Замуж Людмила вышла по любви. Ей казалось, что и Саныч ее любит. Высокий худощавый, разведеный, он устроился к ним в цех накануне женского праздника - 8 марта, будто бы сама судьба преподнесла его Людмиле в качестве подарка. Да не простым слесарем или наладчиком, а механиком! Какое ни какое, а цеховое начальство. Все не замужние и разведеные бабенки тот час же положили на Саныча глаз. А как иначе? Утром 7-го зашел в цех с огромной охапкой мимозы, широко улыбаясь и сверкая ровным рядом чуть желтоватых зубов. "Чистый жеребец!" - подумалось тогда Людмиле. Она смотрела на него и не могла отвести глаз от его улыбки.

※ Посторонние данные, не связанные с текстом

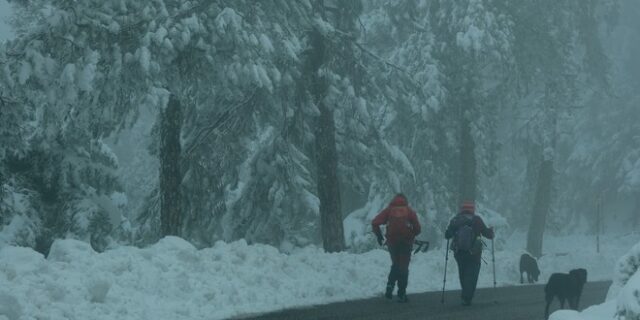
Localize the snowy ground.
[0,234,640,320]
[550,238,640,320]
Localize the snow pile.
[0,232,637,320]
[550,236,640,320]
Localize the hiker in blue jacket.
[444,201,494,306]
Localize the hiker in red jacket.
[444,201,495,306]
[371,193,420,302]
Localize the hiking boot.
[384,286,393,300]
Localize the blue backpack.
[451,214,476,253]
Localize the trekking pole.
[440,239,449,304]
[491,239,496,289]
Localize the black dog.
[544,269,587,319]
[520,253,540,283]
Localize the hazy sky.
[0,0,13,42]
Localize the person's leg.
[396,243,411,302]
[467,257,481,303]
[385,245,398,299]
[454,253,467,302]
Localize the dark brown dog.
[520,253,540,283]
[544,269,587,319]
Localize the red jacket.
[371,196,421,244]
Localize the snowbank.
[550,235,640,320]
[0,232,637,320]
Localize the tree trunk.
[305,26,345,252]
[459,115,477,203]
[160,95,182,236]
[527,148,553,258]
[316,103,345,252]
[632,193,640,230]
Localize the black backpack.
[451,214,476,253]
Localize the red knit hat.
[460,200,476,213]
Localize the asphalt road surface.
[241,282,611,320]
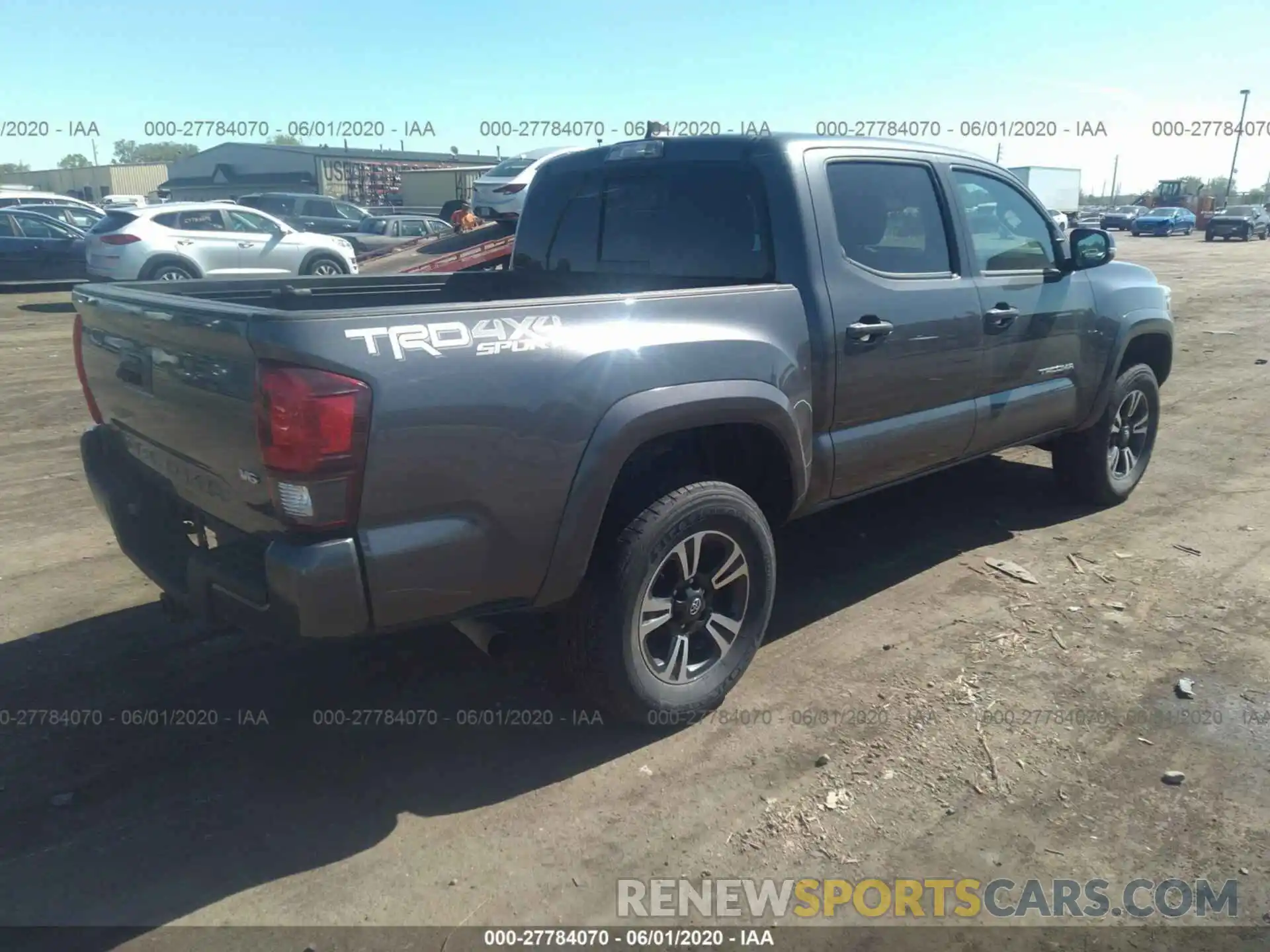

Саныч и сам от себя был в восторге - весь его довольный вид говорил об этом.
- Ну что, с праздником, дорогие женщины! Желаю вам любви, любви и еще раз любви! - и подарил каждой по веточке мимозы.
Подарков таких на работе бабам никто не дарил. Энергетик Василий Кузьмич был прижимистый и экономил даже себе на обедах, не говоря уж о том, чтобы кому-нибудь, что-нибудь подарить, тем более - целому бабскому коллективу, состоящему из восемнадцать человек. А вот Саныч, погляди ж ты, подарил каждой по мимозе, хоть и работает совсем ничего - всего навсего неделю.
И Людмиле повезло. Саныч положил на нее глаз: стал оказывать ей знаки внимания разные: то подмигнет и улыбнется своей фирменной улыбкой, то шоколадку подарит, то комплимент отвесит. Впрочем, не только ей. Еще Галине - бойкой симпатичной матери-одиночке.
"Ну уж, нет! Не видать тебе Саныча, как своих ушей! У меня преимущество - я бездетная, а ты с хвостом!" - решила для себя Людмила и, как танк на амбразуру, поперла окучивать новоиспеченного механика, напевая под нос слова из известной песенки: "С чарами не справишься, век ты будешь мой! Ой, как ты мне нравишься, ой, ой, ё, ёй..."
И у нее получилось. После того, как она целый месяц каждое утро угощала механика теплыми пирогами и блинами собственного производства, мужик потерял голову и предложил ей руку и сердце. То, что Саныч каждый обед прикладывался к рюмочке, для здоровья и настроения, как он говорил, почему-то совсем Людмилу не напрягло. Как оказалось, зря.